Jacob Rees-Mogg announces U-turn over sleaze committee following backlash
Boris Johnson’s government has completed a full U-turn on yesterday’s vote to set aside recommendations Owen Paterson be suspended over paid lobbying and subsequently set up a new sleaze system for parliament.
Now a new vote will take place allowing MPs to decide on Mr Paterson’s suspension and undo the creation of Andrea Leadsom’s new standards regime. The plan, for which the government whipped its MPs sparking a huge backlash, did not even get off the ground on Thursday.
Lord Evans, chair of the independent committee on standards in public life, said this morning the “extraordinary proposal [was] deeply at odds with the best traditions of British democracy”, adding it “cannot be right this was accompanied by repeated attempts to question the integrity of the commissioner on standards herself”.
Jacob Rees Mogg was forced shortly afterward to sue for peace in the Commons.
Yesterday’s vote followed the standards committee’s recommendation that Mr Paterson be suspended for 30 days after he was found to have conducted paid lobbying of the government, though he claims the probe was mishandled.

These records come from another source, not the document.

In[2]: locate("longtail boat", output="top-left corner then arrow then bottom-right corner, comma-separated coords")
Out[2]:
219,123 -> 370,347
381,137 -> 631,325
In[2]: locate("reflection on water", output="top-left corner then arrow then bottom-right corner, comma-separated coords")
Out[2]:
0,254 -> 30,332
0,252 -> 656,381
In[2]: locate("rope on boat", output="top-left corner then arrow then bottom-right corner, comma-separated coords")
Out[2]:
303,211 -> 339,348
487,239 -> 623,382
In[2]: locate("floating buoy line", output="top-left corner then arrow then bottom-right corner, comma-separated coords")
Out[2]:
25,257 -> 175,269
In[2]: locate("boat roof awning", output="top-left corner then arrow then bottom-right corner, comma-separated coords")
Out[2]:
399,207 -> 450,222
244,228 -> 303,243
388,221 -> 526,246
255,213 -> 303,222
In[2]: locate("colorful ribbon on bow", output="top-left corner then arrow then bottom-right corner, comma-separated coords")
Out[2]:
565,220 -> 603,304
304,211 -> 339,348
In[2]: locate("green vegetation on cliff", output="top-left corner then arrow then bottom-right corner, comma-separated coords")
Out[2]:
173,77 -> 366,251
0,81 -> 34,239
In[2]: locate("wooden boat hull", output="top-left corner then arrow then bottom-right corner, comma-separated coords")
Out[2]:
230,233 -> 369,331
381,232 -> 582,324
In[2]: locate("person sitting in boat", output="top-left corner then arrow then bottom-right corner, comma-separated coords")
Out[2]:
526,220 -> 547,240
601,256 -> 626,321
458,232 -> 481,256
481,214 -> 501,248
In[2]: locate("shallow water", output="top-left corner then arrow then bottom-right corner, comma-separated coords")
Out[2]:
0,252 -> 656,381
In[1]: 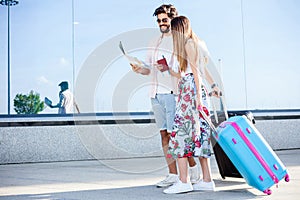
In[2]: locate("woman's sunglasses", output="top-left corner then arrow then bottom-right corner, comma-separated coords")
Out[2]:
156,18 -> 168,23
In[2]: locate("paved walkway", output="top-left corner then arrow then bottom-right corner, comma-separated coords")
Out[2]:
0,150 -> 300,200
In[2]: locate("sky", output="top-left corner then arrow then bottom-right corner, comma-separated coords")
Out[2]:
0,0 -> 300,114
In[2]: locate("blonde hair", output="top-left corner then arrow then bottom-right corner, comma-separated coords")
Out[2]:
171,16 -> 199,71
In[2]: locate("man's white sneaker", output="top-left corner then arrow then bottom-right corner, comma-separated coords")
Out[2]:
156,174 -> 179,187
193,180 -> 216,191
189,165 -> 200,184
164,180 -> 193,194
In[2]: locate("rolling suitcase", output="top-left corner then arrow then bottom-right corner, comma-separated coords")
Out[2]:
209,92 -> 255,179
211,111 -> 255,179
206,116 -> 289,195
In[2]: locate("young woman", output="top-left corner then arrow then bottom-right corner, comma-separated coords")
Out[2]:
164,16 -> 215,194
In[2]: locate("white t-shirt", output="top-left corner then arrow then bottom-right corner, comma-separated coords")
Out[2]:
147,35 -> 178,98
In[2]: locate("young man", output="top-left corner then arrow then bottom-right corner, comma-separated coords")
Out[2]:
50,81 -> 80,114
131,4 -> 200,187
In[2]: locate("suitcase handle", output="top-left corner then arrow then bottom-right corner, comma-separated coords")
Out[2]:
197,106 -> 218,138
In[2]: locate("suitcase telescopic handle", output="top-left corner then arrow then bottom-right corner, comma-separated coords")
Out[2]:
197,106 -> 218,137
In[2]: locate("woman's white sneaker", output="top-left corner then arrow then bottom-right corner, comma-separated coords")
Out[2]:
193,180 -> 216,191
156,174 -> 179,187
164,180 -> 193,194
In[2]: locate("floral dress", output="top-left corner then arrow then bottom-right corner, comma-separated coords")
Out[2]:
167,74 -> 211,159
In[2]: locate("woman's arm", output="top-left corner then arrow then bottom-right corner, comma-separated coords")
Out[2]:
185,41 -> 203,108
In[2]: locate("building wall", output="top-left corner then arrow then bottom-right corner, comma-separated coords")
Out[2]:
0,119 -> 300,164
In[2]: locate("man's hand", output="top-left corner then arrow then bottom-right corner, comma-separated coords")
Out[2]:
130,63 -> 142,73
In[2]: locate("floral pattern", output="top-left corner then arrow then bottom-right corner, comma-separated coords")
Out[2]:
167,74 -> 211,159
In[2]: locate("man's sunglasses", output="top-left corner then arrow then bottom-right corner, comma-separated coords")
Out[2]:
156,18 -> 168,23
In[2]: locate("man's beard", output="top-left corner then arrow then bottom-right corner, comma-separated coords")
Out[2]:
159,25 -> 170,33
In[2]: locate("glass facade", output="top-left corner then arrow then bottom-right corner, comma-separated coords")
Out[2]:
0,0 -> 300,114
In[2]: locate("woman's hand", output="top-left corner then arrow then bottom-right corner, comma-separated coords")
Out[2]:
209,84 -> 222,98
196,95 -> 204,110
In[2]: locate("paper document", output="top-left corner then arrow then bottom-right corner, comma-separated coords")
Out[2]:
119,41 -> 151,68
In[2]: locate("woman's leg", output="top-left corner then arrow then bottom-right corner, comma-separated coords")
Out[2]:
178,158 -> 188,183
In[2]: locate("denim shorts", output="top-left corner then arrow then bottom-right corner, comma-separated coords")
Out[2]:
151,94 -> 176,133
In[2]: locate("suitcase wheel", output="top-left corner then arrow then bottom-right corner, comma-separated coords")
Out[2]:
264,189 -> 272,195
284,174 -> 290,182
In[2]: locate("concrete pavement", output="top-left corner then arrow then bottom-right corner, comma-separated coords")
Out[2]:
0,150 -> 300,200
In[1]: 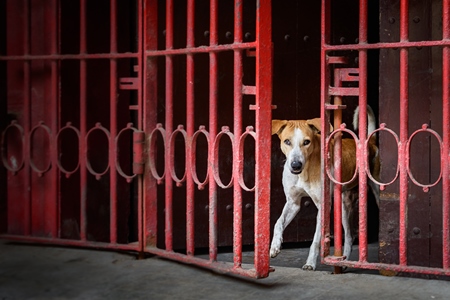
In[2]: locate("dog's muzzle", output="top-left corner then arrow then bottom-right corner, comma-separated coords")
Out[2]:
291,160 -> 303,175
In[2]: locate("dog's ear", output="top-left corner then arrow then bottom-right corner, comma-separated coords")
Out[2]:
272,120 -> 287,134
306,118 -> 333,133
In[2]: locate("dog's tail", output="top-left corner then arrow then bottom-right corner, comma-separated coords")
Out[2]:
353,105 -> 377,136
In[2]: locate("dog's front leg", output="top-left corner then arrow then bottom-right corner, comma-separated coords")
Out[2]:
302,207 -> 322,271
270,197 -> 300,257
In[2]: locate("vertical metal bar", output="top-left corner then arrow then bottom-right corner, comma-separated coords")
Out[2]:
186,0 -> 195,255
255,1 -> 273,277
165,0 -> 173,251
208,0 -> 218,261
357,0 -> 368,262
333,73 -> 342,273
441,0 -> 450,269
23,0 -> 32,235
318,0 -> 331,259
79,0 -> 87,241
399,0 -> 409,266
137,0 -> 145,253
233,0 -> 244,266
45,0 -> 60,238
109,0 -> 118,244
144,0 -> 158,247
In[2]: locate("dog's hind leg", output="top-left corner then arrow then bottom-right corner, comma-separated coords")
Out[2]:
270,198 -> 300,257
302,207 -> 322,271
342,190 -> 355,259
368,179 -> 380,208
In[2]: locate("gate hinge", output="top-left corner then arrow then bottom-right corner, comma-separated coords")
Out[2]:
133,130 -> 145,175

22 Tory MPs investigated by parliament’s watchdog voted to overhaul it
A group of 22 Conservative MPs who voted for the government’s botched overhaul of parliament’s disciplinary process have been investigated by the conduct watchdog, writes Adam Forrest.
Boris Johnson’s government was forced into an extraordinary U-turn over controversial plans to rip up the standards system after widespread outrage.
Jon Sharman4 November 2021 13:52
Paterson found out about U-turn in shops – from a journalist
Owen Paterson, the former Tory minister who was the focus of yesterday’s standards vote, is said to have had no idea Downing Street was performing a U-turn on the decision to delay his immediate suspension.
Speaking to BBC Radio 4’s World at One programme, the broadcaster’s political editor Laura Kuenssberg said the MP was in a supermarket when he got the news – on a phone call from a BBC journalist.
MPs had voted 250 to 232 in favour of an amendment to the Commons standards procedure, which would have seen a new committee – with a Tory majority – decide Mr Paterson’s fate. However, ministers were forced to backtrack following reprisal from inside and outside Westminster.